Axiom 14 — Capacity‑Indexed Bound (CIA): ∀i: σ(i) ≤ B(cap(i)) and ∀c1,c2: (c1≥c2 → B(c1) ≥ B(c2)).
Axiom 15 — Autonomy‑Limiting Reflex (ALRP): Admissible(F) → ∀i: σ(F(i)) ≥ σ(i); and (∃i: σ(F(i)) < σ(i)) → ¬Admissible(F).
Axiom 16 — Non‑Reciprocity Prevention (Class‑Uniform): ∀i,j: (σ(i)=σ(j) ∧ cap(i)=cap(j) ∧ deg(i)=0) → deg(j)=0.
Axiom 17 — STC‑5 Property of Legitimate: Legitimate(F) → STC5(F).
Axiom 18 — Rerunnability Property: Legitimate(F) → ∀i: F(F(i))=F(i).
Axiom 19 — Directed Repair: Repair(R) → ∀i: (σ(R(i)) ≥ σ(i)) ∧ (deg(R(i)) ≤ deg(i)).
Axiom 20 — Drift: Drift(D) → ∀i: |σ(D(i))−σ(i)| ≤ 1_N ∧ |deg(D(i))−deg(i)| ≤ 1.
Def 21 — Unified Legitimacy: Legitimate(F) ↔ Admissible(F) ∧ successConsistent(F) ∧ STC5(F) ∧ Idempotent(F).
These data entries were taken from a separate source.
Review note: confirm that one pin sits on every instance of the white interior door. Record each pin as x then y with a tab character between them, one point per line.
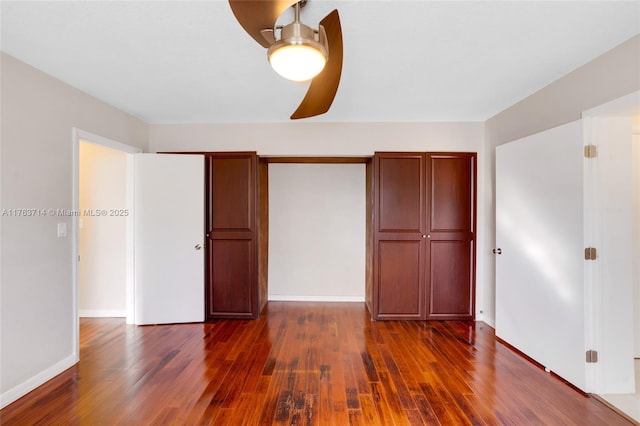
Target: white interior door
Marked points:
539	230
169	238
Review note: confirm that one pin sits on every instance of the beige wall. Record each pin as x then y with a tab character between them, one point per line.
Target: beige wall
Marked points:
37	313
608	77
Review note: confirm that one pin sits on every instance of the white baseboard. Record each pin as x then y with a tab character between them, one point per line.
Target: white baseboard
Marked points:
105	313
290	298
491	322
24	388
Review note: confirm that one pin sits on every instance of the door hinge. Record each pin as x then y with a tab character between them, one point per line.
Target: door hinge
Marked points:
590	253
590	151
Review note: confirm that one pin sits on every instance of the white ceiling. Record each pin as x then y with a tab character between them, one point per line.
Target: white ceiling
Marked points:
191	62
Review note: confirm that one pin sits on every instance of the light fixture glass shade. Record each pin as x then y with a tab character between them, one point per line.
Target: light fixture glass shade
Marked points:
297	62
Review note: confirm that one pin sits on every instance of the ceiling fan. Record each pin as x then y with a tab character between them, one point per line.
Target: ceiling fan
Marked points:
319	50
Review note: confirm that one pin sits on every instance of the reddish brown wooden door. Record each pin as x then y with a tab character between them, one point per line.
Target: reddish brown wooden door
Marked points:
399	246
424	236
451	235
232	285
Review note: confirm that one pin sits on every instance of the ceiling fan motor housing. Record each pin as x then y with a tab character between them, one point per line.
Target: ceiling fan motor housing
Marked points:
299	34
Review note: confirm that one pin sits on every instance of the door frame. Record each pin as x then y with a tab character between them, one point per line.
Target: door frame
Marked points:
595	290
79	135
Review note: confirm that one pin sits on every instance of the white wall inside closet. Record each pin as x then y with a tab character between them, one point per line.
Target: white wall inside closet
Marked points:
317	232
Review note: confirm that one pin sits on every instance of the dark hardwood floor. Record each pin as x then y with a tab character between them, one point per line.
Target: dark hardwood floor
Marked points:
302	364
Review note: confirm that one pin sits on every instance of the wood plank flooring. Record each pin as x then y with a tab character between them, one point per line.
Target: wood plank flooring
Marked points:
303	364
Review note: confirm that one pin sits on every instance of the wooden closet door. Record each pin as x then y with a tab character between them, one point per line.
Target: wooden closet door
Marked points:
451	183
232	286
399	243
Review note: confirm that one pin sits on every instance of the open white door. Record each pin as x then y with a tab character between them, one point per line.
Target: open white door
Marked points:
540	300
169	238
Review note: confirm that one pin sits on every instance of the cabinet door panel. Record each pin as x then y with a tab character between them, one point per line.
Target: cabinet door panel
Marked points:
400	198
232	183
232	272
232	278
451	235
450	290
399	246
451	194
401	286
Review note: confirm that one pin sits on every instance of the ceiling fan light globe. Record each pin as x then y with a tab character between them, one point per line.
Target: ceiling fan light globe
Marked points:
297	62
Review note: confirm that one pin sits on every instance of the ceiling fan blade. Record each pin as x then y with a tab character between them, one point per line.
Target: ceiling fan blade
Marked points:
324	86
257	15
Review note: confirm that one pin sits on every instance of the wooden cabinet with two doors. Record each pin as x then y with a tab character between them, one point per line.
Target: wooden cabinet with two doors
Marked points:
423	233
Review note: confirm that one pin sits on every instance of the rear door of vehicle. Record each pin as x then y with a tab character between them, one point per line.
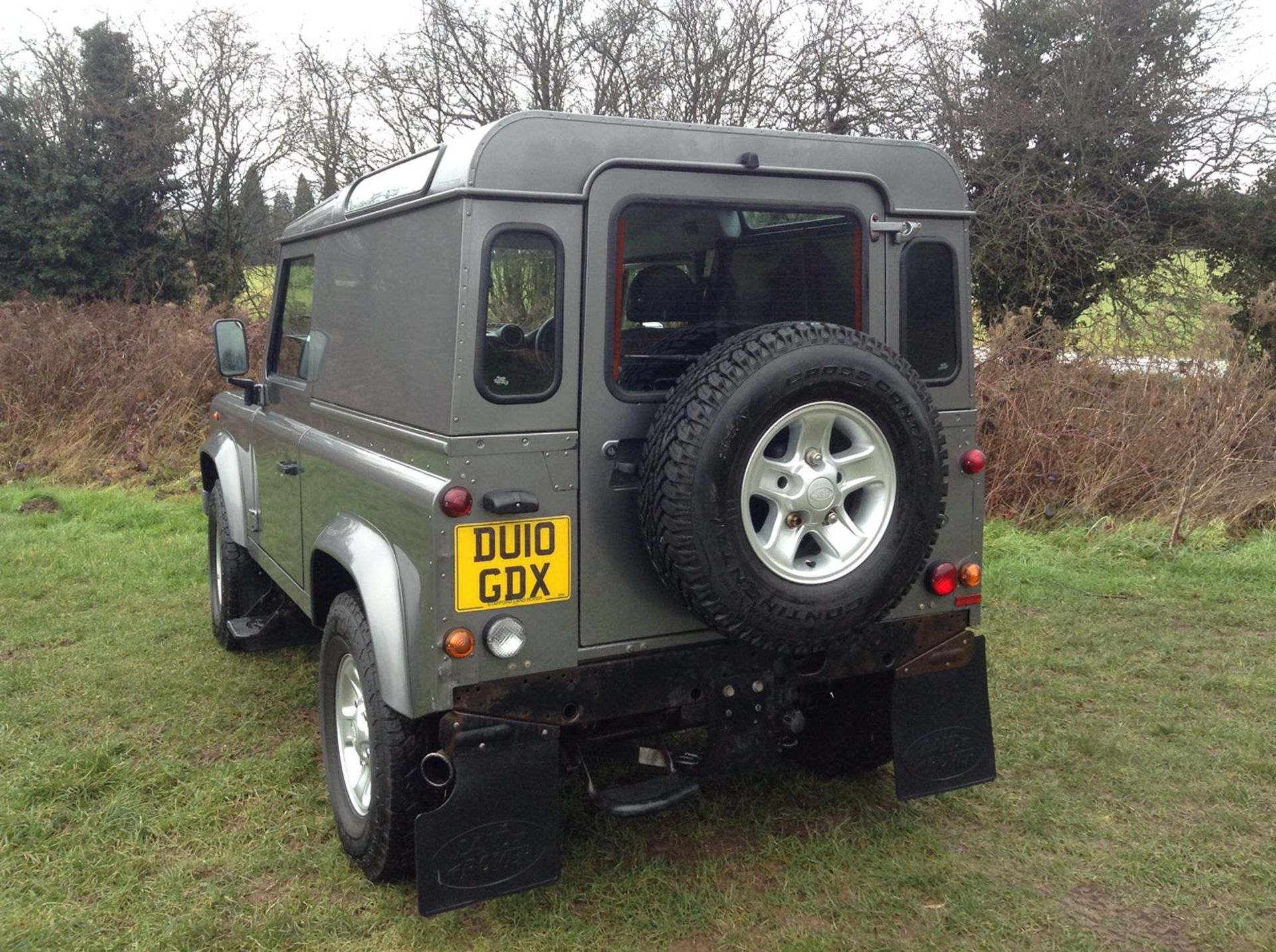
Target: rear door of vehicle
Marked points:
621	597
278	427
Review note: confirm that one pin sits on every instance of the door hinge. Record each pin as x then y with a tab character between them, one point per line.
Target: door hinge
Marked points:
899	230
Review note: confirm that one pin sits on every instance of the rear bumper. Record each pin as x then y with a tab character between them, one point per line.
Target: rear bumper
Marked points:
678	680
498	832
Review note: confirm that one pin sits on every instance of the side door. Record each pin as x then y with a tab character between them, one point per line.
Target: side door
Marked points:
774	229
278	427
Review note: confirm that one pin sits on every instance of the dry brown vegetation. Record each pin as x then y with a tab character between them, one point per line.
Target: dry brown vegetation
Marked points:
1090	434
106	392
102	392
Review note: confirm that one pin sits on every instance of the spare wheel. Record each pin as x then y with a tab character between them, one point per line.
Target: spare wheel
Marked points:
793	485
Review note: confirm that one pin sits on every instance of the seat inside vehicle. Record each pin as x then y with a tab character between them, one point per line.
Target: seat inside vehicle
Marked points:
692	276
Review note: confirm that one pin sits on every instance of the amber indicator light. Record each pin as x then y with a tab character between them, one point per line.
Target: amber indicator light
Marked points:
973	461
970	575
460	642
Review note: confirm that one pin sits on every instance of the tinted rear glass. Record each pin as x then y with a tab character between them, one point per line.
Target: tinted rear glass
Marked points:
930	314
689	276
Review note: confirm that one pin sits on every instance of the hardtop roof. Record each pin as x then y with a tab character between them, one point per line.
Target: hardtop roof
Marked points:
557	155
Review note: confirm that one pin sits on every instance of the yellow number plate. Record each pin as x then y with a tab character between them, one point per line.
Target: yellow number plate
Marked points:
503	565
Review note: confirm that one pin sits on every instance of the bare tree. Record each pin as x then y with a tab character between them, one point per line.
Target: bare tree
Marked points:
544	41
722	60
330	137
240	116
851	74
1095	129
622	60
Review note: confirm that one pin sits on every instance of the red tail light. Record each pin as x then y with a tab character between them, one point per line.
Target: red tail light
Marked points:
457	502
942	579
973	461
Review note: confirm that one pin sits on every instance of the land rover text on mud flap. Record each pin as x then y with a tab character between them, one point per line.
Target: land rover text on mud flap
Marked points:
636	450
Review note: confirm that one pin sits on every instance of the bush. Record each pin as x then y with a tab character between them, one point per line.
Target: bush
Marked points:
1099	433
105	391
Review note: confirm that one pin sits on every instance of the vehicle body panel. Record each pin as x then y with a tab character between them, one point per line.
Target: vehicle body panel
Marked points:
392	414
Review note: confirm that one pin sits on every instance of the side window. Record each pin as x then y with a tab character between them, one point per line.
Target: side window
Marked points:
689	276
518	349
928	323
291	351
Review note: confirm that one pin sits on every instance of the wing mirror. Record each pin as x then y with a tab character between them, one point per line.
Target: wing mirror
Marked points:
230	343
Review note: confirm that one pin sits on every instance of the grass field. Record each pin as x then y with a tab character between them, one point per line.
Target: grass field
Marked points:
158	793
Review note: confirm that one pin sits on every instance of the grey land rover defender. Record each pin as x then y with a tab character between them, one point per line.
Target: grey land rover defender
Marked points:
631	448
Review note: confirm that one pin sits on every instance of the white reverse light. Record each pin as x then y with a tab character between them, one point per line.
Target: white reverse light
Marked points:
504	636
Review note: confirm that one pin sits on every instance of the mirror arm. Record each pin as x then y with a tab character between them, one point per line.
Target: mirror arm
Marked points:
245	385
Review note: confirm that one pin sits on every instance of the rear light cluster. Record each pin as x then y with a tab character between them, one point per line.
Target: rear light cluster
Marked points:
943	579
973	461
457	502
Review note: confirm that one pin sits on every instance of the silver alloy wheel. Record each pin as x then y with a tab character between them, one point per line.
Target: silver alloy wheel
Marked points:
818	492
354	748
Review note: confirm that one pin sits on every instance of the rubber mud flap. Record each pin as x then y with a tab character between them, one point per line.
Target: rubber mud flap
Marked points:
943	729
498	831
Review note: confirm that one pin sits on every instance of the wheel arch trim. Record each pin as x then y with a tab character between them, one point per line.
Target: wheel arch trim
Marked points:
220	461
372	562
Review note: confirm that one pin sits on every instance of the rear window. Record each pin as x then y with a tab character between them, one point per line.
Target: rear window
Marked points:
688	276
929	313
405	179
518	349
291	354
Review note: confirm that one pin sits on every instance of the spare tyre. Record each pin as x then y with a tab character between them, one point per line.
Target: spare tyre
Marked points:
793	485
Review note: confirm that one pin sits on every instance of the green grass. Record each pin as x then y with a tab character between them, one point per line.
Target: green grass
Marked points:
159	793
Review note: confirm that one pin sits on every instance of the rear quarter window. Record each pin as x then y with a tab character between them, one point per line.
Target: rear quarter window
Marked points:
929	314
520	342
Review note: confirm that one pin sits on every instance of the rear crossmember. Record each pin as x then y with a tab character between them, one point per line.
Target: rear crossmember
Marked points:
498	832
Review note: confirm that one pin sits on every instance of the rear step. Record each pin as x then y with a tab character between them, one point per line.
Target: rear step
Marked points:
646	797
274	624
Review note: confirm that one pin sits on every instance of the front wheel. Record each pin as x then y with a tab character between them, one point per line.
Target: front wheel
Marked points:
370	753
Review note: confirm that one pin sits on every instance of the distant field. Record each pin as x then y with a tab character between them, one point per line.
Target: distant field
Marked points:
159	793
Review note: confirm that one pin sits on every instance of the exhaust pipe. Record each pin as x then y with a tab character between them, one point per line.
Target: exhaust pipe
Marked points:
437	769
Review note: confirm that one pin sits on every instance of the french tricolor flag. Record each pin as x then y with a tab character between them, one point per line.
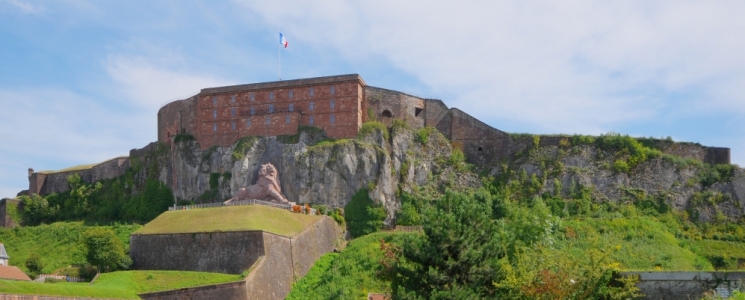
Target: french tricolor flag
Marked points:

Axiom O1 — Identity and Closure: Id ∈ O ∧ Legitimate(Id) ∧ ∀F,G∈O: (F∘G)∈O.
Axiom O2 — Operation Extensionality: ∀F,G∈O: (∀i F(i)=G(i)) → F=G.
Appendix B: Figure Descriptions (Textual)
Figure 1 — Standing Space: A Venn‑style partition: Null, Prime (σ=1, deg=0), Composite (σ>1 or deg>0). Disjoint regions with Null outside successor space.
Figure 2 — Policy Validator Pipeline: Flow: Proposed operation F → Σᴿ validator → checks (ALRP, STC‑5, Rerunnability, Drift) → accept/reject → optional Repair R.
Figure 3 — Coupling Graph: Nodes = entities with labels σ, deg. Edges = Coupled(·,·). Repair reduces degree or preserves it; Drift perturbs by at most one unit.
AI Use & Authorship Transparency
Portions of the formal language, axioms, and equations in this manuscript were refined with the assistance of a large language model (Microsoft Copilot). All conceptual content, including the mathematical framework, structure of the theory, definitions, theorems, proofs, and the overall formal system (Σᴿ), was conceived, specified, and verified by the human author. The AI assistance consisted only of help with wording, symbolic expression, and consistency checks under the author’s direction. The author retains full responsibility for the accuracy and originality of all mathematical content, in accordance with current publisher guidelines.